The PDPL represents a growing push in Chinese society to wrangle control of cyberspace from private corporations and create greater protections for Chinese netizens. Already, local provisions are being made to curtail collections of personal data. On December 1, the city of Tianjin passed its Municipal Social Credit Regulation, which prohibits private and state-owned companies, industry associations, and chambers of commerce from collecting biometric data such as facial recognition information and using it as social credit information without the individual’s consent. In Nanjing, a similar ordinance now requires real estate offices to remove their facial recognition systems. In both cases, there was a background of heated debate online concerning the role of digital privacy. Creating better regulations for the Chinese internet is a way to establish order online, improving both the experience and the perception of Chinese cyberspace. It also helps impose the pecking order of who is in charge online. Only the Chinese government has the right to monitor and collect data.

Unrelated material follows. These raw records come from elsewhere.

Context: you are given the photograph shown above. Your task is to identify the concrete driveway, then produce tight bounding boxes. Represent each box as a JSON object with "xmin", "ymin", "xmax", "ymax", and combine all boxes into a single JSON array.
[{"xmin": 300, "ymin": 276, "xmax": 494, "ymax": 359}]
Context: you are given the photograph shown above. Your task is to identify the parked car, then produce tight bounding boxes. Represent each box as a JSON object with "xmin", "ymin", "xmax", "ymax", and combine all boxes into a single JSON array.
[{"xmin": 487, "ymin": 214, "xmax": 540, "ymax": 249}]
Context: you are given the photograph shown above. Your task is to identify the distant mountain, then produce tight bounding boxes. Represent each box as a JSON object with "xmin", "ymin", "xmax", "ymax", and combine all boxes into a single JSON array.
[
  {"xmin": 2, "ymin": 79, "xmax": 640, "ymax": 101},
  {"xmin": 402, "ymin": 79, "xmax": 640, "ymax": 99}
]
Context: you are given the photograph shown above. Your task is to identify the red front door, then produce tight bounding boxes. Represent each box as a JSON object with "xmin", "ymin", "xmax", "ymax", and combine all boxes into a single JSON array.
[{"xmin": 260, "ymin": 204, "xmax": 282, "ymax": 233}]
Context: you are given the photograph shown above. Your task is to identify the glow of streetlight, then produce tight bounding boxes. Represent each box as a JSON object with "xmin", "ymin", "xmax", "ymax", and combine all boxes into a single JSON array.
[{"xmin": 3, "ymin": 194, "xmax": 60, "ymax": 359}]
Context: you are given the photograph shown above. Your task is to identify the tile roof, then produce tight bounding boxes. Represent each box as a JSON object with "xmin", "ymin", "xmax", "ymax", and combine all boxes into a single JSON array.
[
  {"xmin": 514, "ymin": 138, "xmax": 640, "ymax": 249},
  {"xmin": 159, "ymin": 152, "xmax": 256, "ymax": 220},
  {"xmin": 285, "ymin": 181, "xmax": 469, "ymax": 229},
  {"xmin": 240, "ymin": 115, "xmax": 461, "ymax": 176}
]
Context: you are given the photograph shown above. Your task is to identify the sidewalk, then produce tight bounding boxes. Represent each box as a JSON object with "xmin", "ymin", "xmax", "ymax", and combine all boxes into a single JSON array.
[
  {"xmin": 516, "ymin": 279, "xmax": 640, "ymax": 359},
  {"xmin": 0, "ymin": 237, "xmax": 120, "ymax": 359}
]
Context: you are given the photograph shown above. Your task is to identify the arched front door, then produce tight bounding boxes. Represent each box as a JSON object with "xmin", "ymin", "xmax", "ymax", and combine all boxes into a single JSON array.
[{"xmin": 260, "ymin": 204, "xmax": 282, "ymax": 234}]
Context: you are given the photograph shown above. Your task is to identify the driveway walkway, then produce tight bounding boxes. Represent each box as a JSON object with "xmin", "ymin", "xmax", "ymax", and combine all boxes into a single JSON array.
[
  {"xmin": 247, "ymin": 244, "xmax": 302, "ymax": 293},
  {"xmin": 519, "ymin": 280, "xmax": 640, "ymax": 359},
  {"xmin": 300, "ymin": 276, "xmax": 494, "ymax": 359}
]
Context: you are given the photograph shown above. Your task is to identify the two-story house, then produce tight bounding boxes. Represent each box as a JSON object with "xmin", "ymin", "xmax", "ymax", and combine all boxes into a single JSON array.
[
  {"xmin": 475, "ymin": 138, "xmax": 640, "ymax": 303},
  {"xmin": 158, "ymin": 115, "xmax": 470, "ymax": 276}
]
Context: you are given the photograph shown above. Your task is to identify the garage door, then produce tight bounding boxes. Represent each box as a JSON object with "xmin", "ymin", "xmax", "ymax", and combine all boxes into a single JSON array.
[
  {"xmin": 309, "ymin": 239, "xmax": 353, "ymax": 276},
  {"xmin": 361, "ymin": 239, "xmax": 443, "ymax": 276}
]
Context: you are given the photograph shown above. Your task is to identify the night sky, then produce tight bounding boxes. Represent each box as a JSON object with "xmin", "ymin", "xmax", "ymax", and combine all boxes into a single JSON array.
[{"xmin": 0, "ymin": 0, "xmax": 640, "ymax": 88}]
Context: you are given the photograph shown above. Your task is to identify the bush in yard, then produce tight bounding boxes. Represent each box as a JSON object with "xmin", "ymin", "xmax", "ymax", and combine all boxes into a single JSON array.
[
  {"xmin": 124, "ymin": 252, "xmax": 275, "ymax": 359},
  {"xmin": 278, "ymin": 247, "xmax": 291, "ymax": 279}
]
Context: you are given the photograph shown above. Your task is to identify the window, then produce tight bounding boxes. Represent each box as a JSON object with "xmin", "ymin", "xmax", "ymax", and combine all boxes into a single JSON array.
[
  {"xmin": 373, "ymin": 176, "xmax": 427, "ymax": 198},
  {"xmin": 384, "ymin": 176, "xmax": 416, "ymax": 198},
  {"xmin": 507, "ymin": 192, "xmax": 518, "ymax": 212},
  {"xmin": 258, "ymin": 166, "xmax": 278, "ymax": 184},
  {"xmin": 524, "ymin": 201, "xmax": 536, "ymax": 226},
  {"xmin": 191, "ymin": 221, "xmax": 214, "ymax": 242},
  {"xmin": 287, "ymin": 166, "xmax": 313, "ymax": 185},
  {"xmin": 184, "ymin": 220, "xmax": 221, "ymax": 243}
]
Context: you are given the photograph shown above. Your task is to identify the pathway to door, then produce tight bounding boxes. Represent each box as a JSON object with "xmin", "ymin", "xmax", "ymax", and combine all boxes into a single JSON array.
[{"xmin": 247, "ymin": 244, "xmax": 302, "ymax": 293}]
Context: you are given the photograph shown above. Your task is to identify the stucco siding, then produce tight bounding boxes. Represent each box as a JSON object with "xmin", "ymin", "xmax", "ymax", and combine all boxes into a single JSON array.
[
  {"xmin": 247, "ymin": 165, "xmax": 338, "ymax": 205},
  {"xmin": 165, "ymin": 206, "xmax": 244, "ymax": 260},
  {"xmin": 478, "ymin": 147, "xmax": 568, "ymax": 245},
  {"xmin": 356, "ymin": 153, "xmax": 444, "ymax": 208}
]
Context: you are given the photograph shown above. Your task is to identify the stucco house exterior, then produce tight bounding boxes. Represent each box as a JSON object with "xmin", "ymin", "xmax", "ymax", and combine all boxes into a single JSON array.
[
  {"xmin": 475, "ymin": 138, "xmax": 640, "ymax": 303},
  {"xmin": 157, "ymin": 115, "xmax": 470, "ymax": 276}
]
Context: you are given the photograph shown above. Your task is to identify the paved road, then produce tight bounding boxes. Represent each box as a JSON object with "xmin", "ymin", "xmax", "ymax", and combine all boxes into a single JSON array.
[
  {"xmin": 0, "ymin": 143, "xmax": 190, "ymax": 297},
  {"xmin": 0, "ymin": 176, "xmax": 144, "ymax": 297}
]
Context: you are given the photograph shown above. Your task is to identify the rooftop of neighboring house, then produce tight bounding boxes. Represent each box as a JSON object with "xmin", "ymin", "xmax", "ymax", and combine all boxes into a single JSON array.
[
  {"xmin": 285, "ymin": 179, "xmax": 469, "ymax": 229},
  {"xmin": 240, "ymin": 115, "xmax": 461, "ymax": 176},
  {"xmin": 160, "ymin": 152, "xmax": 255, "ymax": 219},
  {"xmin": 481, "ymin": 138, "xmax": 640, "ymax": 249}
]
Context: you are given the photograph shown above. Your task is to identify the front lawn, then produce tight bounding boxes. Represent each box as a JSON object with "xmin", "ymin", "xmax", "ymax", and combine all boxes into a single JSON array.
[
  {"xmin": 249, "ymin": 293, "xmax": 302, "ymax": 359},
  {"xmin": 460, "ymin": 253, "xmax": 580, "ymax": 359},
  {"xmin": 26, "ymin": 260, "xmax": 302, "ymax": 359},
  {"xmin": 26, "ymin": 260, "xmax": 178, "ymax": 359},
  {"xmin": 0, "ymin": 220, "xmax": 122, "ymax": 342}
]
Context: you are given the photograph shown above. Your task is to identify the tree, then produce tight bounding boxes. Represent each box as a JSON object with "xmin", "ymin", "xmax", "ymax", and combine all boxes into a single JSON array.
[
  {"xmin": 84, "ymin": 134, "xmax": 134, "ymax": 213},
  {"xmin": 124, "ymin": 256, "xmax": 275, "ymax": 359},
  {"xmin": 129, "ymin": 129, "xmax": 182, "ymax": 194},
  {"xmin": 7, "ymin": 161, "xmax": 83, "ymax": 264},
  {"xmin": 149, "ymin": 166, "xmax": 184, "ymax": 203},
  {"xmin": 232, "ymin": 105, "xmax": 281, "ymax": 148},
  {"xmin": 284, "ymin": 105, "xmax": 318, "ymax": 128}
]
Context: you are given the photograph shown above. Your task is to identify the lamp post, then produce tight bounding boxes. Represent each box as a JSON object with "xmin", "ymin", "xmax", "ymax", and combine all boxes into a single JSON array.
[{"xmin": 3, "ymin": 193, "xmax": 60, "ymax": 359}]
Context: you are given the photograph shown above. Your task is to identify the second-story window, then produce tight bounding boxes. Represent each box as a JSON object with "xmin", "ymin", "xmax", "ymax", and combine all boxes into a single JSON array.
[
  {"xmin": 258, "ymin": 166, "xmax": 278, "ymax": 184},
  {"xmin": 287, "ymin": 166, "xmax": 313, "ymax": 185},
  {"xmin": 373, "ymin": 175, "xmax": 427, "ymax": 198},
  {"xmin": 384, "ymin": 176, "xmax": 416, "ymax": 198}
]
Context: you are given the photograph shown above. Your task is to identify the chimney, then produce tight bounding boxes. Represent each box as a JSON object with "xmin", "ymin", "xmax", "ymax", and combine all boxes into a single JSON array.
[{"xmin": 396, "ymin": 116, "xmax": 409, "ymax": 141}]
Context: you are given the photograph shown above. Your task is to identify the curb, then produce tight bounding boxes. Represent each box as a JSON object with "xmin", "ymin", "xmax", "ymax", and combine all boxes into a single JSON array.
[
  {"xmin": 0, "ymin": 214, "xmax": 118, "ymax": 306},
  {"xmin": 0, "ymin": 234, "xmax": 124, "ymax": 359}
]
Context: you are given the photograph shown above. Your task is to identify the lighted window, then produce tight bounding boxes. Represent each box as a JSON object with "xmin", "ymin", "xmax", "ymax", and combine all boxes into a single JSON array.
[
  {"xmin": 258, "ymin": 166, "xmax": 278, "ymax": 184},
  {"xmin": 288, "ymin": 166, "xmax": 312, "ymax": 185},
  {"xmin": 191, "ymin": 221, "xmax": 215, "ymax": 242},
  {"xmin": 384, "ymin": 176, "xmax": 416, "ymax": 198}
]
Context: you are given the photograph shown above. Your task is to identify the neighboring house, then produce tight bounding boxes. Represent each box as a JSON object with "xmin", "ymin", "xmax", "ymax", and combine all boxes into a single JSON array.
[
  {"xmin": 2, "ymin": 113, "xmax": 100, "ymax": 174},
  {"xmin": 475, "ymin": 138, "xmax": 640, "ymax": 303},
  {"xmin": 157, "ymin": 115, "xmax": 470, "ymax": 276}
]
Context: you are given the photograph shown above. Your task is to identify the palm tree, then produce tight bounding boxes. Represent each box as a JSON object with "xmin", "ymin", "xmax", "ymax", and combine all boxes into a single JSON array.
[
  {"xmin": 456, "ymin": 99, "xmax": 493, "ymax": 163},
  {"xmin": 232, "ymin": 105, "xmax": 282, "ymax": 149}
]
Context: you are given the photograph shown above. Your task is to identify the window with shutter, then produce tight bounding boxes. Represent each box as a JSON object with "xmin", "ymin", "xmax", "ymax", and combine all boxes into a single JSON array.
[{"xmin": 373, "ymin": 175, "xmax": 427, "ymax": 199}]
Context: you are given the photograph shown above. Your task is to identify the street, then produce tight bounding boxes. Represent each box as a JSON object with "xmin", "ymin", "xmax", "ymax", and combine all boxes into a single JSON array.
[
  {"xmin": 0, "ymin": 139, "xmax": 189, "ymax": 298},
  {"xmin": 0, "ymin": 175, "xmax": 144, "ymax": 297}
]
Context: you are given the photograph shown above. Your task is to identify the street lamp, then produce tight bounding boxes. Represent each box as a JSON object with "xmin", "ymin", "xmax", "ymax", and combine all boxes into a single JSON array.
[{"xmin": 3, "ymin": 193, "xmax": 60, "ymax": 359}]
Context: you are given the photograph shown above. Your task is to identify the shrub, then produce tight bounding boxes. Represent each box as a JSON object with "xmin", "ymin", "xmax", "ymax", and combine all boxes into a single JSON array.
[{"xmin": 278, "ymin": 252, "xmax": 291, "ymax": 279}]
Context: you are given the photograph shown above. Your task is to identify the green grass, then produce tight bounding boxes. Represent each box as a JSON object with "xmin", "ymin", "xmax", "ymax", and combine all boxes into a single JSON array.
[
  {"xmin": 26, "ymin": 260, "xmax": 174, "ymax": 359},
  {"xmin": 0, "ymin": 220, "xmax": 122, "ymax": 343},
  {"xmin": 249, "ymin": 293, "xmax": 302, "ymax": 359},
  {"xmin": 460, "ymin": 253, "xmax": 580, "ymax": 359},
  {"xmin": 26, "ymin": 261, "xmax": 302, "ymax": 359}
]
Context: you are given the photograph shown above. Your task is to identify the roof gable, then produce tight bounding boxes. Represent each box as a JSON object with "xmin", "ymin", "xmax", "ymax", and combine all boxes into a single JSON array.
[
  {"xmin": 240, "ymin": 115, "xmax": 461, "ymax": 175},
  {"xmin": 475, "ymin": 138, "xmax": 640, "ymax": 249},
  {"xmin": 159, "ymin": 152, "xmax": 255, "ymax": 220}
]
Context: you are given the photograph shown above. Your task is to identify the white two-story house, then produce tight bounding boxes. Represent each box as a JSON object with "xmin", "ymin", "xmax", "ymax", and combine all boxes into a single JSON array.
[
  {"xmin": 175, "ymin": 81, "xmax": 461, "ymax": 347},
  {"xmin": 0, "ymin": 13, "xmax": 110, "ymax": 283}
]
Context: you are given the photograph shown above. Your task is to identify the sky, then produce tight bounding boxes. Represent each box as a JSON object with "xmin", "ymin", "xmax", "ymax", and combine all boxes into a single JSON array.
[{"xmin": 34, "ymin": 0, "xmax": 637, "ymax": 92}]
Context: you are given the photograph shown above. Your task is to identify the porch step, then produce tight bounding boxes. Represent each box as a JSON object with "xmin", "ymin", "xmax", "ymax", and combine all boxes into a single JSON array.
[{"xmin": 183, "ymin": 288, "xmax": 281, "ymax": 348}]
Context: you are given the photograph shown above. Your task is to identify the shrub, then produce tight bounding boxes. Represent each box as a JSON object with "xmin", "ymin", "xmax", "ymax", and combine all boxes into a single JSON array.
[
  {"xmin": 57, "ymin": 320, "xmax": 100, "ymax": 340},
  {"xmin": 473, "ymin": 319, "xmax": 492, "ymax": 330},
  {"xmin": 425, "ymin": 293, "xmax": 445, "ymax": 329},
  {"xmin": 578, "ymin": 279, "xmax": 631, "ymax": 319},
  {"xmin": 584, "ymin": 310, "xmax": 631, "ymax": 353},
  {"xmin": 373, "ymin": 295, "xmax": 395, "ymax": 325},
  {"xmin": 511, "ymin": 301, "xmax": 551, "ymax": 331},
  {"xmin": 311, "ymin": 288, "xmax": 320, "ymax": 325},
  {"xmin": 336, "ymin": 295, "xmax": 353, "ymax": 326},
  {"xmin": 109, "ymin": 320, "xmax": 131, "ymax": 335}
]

In the long term, the PDPL is another step in the Chinese government’s pursuit of establishing “sovereignty in cyberspace”. In 2015, President Xi Jinping described the goal of cybersecurity as ensuring China’s ability to “choose its own internet development path” and to resist the “cyber hegemony” of other countries Xi’s way of describing the Western view of cyberspace as being a free and open platform for all, composed of multiple different stakeholders. In this version of cyberspace, regulation is maintained by the private sector that runs the internet architecture, a private sector that China notes is predominantly US-based. The PDPL pushes back against multistakeholderism by regulating the physical storage of data in China and requiring a representative to report to Chinese authorities. By requiring cyberspace companies to have a physical presence within Chinese borders, they also become more beholden to Chinese domestic law.

The PDPL is first and foremost an attempt by the Chinese government to create a more benign cyberspace. Serving to further entrench government control within it, the law also establishes Chinese cyberspace as a distinctly different area of the World Wide Web. The PDPL law is likely to be enacted in a piecemeal fashion, with different restrictions applied haphazardly as non-state actors become accustomed to its provisions. Once enacted, private use of data collection technology is likely to either decrease or become much more controlled. Foreign businesses attempting to branch into the burgeoning market of Chinese cyberspace will find themselves facing the same draconian regulations as they would have if they operated in person. The Great Firewall of China has now become harder to penetrate.